Line charts are classical line charts, plotting a dependent variable against an independent variable, joined by a line. Multiple lines can be placed on one chart.

Our roadmap includes adding scatter plots under this plot type also.

An example line chart

Parameters

  • x_doubles_data: List[MetricsData] - A list of \(k\) series of x-axis values to plot, which are doubles. Each series will be plotted on the same chart.
  • y_doubles_data: List[MetricsData] - A list of \(k\) series of y-axis values, where the \(i\)^{th} series corresponds to the \(i\)^{th} series in x_doubles_data.
  • statuses_data: List[MetricsData] - A list of \(k\) series of statuses, each corresponding to the corresponding (pair of) values in x_doubles_data and y_doubles_data
  • x_axis_name: str
  • y_axis_name: str
  • legend_series_names - A list of \(k\) strings, storing the legend names of the series in x_doubles_data and y_doubles_data.

Grouped data support

Grouped data should currently not be provided to line plot.

Histogram

Histograms plot the frequencies with which doubles appear in an array, by bucketing them and plotting them as a bar chart.

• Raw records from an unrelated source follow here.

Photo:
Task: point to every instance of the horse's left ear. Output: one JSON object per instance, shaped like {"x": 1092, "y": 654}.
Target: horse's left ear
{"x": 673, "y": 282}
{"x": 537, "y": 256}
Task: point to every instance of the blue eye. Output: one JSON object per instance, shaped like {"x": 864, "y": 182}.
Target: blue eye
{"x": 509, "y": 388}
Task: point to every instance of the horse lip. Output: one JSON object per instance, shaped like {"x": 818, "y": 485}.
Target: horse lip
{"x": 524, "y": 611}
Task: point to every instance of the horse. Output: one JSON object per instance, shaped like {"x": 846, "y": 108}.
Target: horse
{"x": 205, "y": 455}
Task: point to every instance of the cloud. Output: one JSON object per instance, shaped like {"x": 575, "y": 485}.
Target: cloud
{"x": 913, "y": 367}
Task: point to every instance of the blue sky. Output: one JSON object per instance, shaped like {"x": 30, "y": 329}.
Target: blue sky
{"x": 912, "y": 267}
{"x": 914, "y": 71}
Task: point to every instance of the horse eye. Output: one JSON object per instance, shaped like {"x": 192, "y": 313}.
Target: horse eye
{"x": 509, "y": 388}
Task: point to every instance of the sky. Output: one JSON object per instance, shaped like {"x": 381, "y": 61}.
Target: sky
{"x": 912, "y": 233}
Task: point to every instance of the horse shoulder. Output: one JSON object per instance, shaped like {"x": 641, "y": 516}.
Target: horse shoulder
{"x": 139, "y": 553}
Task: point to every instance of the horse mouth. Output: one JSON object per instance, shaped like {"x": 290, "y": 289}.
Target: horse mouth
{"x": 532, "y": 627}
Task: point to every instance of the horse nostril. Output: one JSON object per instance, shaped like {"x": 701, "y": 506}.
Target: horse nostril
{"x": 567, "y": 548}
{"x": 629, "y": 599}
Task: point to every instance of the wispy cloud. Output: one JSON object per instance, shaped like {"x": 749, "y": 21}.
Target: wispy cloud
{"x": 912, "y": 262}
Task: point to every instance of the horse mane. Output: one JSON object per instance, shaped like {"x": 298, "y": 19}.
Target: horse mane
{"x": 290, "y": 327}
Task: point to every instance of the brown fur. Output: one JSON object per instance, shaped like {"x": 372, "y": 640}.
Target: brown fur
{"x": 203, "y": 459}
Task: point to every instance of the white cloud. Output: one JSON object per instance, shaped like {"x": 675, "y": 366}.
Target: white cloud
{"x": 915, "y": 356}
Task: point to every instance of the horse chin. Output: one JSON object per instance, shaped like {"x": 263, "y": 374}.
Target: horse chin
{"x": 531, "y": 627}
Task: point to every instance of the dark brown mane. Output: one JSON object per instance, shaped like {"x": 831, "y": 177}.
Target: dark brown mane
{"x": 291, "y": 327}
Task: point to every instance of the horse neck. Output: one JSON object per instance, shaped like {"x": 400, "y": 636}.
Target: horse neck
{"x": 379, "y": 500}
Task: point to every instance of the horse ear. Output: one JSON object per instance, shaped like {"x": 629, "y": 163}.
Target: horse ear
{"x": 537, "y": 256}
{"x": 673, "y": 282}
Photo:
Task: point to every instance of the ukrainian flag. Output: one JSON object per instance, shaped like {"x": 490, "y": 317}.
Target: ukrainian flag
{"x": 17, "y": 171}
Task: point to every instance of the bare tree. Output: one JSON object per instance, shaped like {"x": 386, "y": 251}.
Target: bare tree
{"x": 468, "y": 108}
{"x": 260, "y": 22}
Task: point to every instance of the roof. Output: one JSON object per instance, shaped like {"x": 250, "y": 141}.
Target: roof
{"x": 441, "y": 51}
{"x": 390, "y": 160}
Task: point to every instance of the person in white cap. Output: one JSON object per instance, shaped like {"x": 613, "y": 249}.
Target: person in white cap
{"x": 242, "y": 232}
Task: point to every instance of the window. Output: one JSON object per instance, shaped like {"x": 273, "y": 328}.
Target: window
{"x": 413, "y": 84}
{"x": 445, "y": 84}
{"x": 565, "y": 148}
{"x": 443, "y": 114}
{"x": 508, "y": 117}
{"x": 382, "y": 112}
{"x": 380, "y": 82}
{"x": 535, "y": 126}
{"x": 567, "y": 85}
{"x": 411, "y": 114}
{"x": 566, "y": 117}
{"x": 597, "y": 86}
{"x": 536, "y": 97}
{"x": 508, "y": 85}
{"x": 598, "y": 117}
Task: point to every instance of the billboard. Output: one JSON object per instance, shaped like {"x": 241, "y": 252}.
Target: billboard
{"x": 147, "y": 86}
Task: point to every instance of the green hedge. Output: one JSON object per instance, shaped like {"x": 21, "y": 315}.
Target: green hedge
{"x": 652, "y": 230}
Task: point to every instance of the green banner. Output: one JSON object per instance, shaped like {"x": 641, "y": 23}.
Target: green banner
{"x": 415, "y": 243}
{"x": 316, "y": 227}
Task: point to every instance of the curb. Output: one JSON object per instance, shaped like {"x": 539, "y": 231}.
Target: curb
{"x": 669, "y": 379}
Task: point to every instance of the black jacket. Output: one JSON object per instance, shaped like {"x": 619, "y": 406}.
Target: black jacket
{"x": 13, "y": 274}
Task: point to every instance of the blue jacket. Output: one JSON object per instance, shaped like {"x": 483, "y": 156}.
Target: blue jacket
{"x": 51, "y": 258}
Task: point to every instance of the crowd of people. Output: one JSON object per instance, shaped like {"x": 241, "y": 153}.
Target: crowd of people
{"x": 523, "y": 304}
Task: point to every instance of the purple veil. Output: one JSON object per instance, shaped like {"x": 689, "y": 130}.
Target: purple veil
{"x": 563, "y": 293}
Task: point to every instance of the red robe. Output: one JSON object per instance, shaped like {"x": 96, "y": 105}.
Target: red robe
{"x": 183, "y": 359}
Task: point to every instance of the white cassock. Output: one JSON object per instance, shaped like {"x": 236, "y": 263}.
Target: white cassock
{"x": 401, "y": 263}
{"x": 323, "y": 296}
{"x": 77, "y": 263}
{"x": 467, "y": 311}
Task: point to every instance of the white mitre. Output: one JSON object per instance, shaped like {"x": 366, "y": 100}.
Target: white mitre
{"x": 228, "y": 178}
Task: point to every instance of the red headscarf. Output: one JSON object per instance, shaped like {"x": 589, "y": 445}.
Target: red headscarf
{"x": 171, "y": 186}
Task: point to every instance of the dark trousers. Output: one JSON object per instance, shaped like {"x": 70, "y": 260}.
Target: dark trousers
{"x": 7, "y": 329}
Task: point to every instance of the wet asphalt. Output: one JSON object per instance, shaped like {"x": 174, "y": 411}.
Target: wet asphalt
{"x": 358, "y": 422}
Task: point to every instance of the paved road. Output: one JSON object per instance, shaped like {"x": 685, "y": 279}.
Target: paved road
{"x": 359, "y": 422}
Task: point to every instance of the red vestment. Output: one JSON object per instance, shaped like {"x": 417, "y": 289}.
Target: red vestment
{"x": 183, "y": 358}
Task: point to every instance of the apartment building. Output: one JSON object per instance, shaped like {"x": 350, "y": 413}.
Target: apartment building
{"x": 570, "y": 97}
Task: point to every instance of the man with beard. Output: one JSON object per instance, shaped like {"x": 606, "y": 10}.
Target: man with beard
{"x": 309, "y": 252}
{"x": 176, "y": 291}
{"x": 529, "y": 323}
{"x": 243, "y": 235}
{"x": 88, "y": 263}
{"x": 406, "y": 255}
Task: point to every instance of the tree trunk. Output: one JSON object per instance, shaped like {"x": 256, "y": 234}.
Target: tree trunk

An example would be the frequencies over frames of the probabilities output by a classifier; or the frequencies with which there are a certain number of actors detected.

An example histogram

Parameters

  • values_data: MetricsData: A series of doubles, the frequencies of which will be plotted.
  • statuses_data: MetricsData: The associated statuses to values_data.
  • buckets: List[HistogramBucket]: A list of the buckets to use for the histogram plot - e.g [[0, 1), [1, 2), [2, 3)] would plot of how many of the doubles appear in each integer interval between 0 and 3.
  • lower_bound: An optional lower bound on how small values can be.
  • upper_bound: An optional upper bound on how big values can be.

Grouped data support

Grouped data should not currently be provided to histogram metrics.

Plotly Metric

In the event that the above metric types are not sufficient, ReSim support displaying an arbitrary plotly chart, via serializing the plotly JSON model. This is the second metric to not have any MetricsData associated. It takes advantage of the ability to serialize a plotly figure as a JSON string:

figure = px.pie(
    data_frame=<data_frame>,
    values=<values>,
    names=<name>,
    title=f"Pie chart example",
    template=<template>,
)
plotly_json = figure.to_json()

In this way, charts not yet supported natively can be displayed and have the rest of the metrics framework metadata e.g. importance, status associated.

Parameters

  • plotly_data: str - the metric's plotly chart.

Image Metric

The ReSim metrics framework also supports attaching an arbitrary image as a metric. This could be used to attach images from sensors, or from extremely custom charts previously created. This is simply achieved by storing the image in the /tmp/resim/outputs directory and referencing the filename in the metric.

Parameters

  • image_data: ExternalFileMetricsData - the metric's image, as an external file metrics data, which simply encapsulates the path to the file.